Jesus calls his disciples to bring a harvest as field-workers, and to draw in nets as fisherman (Mt. 9:37-38; Lk. 5:1-11). These are heartening images. Th labour in fields where the harvest is ripe: others have planted-and, indeed, he himself is the Sower-and they harvest his field. He is the Lord of the Harvest. Prayer is the key to the mission of the church, for he will answer prayer by sending his labourers into his harvest. He is the Lord of the Sea; their nets gather the fish he has summoned. Jesus did not call his fisherman as they cleaned and mended their nets after fruitless hours of fishing; only when his command had filled their nets to the bursting point did he make them fishers of men.

Christ’s commission to make disciples forms the climax of Mathew’s Gospel. But the Great Commission at the end of this Gospel (Mt. 28:18-20) must not be isolated from the Great Constitution in the heart of the Gospel (Mt. 16:17-19). The words with which Jesus responded to Peter’s confession show what it means to make disciples. Missionary churches may feature the Great Commission, and give little attention to the Great Constitution. The Church of Rome, on the other hand, has given more emphasis to Christ’s words to Peter; those words, not the Great Commission, are inscribed around the entablature under the dome of St. Peter’s.

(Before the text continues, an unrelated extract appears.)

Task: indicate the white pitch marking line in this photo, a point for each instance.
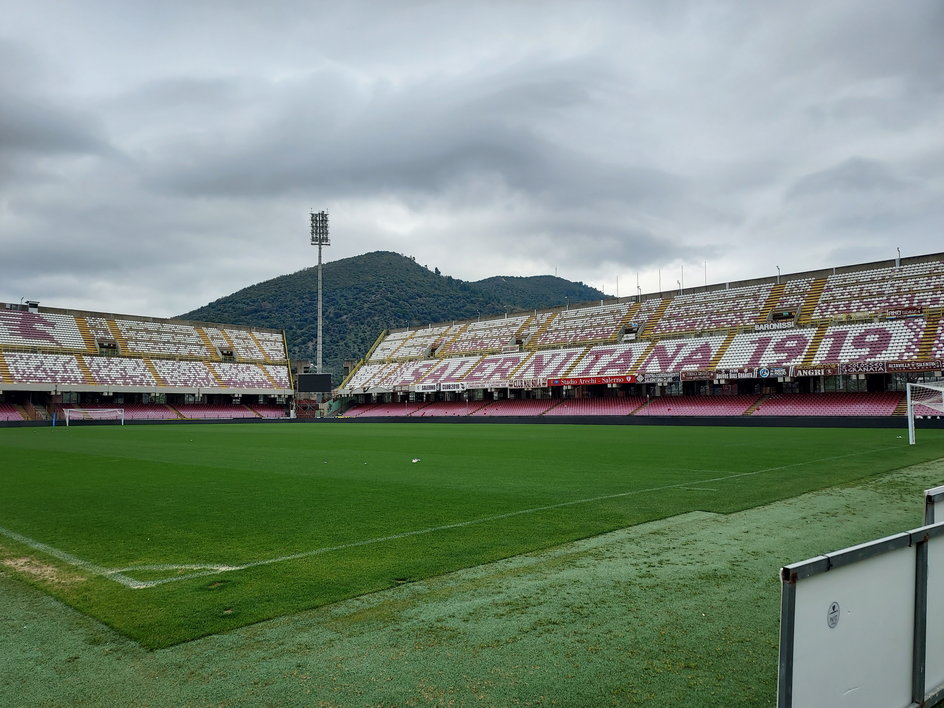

Mission expresses the purpose for which Christ came into the world, and the purpose for which he sends us into the world. His purpose is the purpose of the Father. We are called to mission, not only as disciples of Christ, but as children of the Father. Jesus teaches that the law of the Father’s kingdom is love that is compassionate. The righteousness of the kingdom must exceed that of the Pharisees (Mt. 5:20). We are not to be more punctilious in legalistic observances, but we are to express the heart of the law in burning love to the Father, imitating his love of grace toward guilty and undeserving enemies (Mt. 5:44-48). Such love does not ask what it must do as a minimum, but rejoices in doing unrequired good. The compassion of the Samaritan does not ask, ‘Who is my neighbour?’ Rather, it displays the free love of a neighbour, reflecting the compassionate love of God (Lk. 10:24-37). We are to be merciful as our Father in heaven is merciful. Ed Clowney, The Church, pp. 159-161.